Not surprisingly, there is a concern that with the disruption of lockdown, there will be many potentially ruinous disputes. The Government is taking steps to mitigate that risk. I will give 3 examples:

  • Section 82, Coronavirus Act 2020: provides protection from forfeiture for business tenants. This protection applies until the end of June 2020 but that period can be extended.
  • Corporate Insolvency and Governance Bill: is due for 2nd reading in Parliament next week and is likely to become law in June 2020. Amongst many other provisions, it contains clauses which have the effect of invalidating a winding up petition presented on the basis of any statutory demand served in the period 1 March 2020 to the end of June 2020 (and that period might be extended).
  • Cabinet Office - Guidance on responsible contractual behaviour in the performance and enforcement of contracts impacted by the COVID-19 emergency: this was published on 7 May 2020. It gives guidance that “parties to contracts should act responsibly and fairly, support the response to COVID-19 and protect jobs and the economy”.

The first two examples are legally binding. The Cabinet Office guidance however is not.

The aim of the Cabinet Office guidance is: to ensure cash flow, ensure contractual and economic activity is preserved, where possible ensure continued contractual performance and where not possible to avoid destructive disputes and insolvencies.

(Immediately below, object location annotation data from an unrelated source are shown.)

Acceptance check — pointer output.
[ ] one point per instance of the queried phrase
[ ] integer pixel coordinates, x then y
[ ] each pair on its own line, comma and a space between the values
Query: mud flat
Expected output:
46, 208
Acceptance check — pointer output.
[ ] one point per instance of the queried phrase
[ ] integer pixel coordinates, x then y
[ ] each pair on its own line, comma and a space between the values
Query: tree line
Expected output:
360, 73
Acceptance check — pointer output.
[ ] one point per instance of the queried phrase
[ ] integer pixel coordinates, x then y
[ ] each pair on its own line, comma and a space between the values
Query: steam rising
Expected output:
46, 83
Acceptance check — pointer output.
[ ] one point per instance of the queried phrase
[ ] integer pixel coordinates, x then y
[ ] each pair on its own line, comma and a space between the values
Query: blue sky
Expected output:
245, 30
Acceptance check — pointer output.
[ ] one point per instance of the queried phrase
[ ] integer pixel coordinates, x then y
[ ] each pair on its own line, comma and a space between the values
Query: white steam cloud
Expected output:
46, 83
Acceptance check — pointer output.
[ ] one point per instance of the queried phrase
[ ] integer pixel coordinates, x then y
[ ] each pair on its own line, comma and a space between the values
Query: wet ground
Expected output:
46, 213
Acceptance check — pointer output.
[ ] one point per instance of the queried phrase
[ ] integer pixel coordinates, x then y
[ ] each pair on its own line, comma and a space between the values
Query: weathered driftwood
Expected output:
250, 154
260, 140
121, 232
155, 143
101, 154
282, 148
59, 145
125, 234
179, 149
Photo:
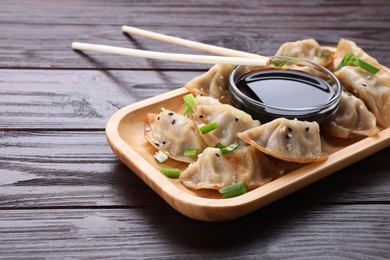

Understanding exactly what is meant by “acting reasonably and fairly” against the background of a contract where the parties have already agreed risk allocation between themselves is difficult enough. It seems to inject a duty of altruism that is alien to the English law of contract; parties exercise their contractual rights for their own commercial reasons, not to “support the response to Covid-19 and protect jobs and the economy”. If this is construed as an attempt to re-write contracts, then this is worrying. However, the guidance does say that it is not intended to override specific contracts whose primary purpose is to make express and clear provision for and allocate risks in respect of the effects of pandemic. It is said to be non-statutory guidance but the Government strongly encourages parties to contracts to follow the guidance. 

The question arises then as to whether Cabinet Office guidance has any relevance. It is perhaps worth bearing in mind the following possibilities:

  • This guidance might be raised against a party exercising contractual rights in some way, even recognising that it is guidance only
  • It may inform the way in which dispute resolvers (for example judges and arbitrators) exercise discretion (raising the risk of unpredictable outcomes); and
  • It could point to legislation or further action by the Government if the aims of the guidance do not have the desired effect. Could that mean for example the possibility of compulsory mediation as a pre-cursor to legal proceedings?

So in exercising your rights and coming up with a strategy, parties need to be alive to these points.

Setting commercial objectives

Be realistic in the outcome you wish to achieve. A perfect legal case is not much good if your opponent cannot pay. Where there is an ongoing commercial relationship in prospect, with a key supplier or customer, a deal will often be the best solution. You should take care to reserve your rights and take all necessary steps under the contract to preserve your position (in case a deal cannot be done) and engage with your counterparty on a without prejudice basis to try and reach a solution. Where necessary, formal dispute resolution procedures can be invoked to help achieve your commercial objective.

Reverting to the final example in the original question – it specifically refers to overdue rent and what can be done. Forfeiture is off the table for now as I have explained, but you can get a judgment. Enforcement might be tricky. You cannot issue a statutory demand and then present a winding up petition currently either. However, a landlord can enforce guarantees and go against rent deposits.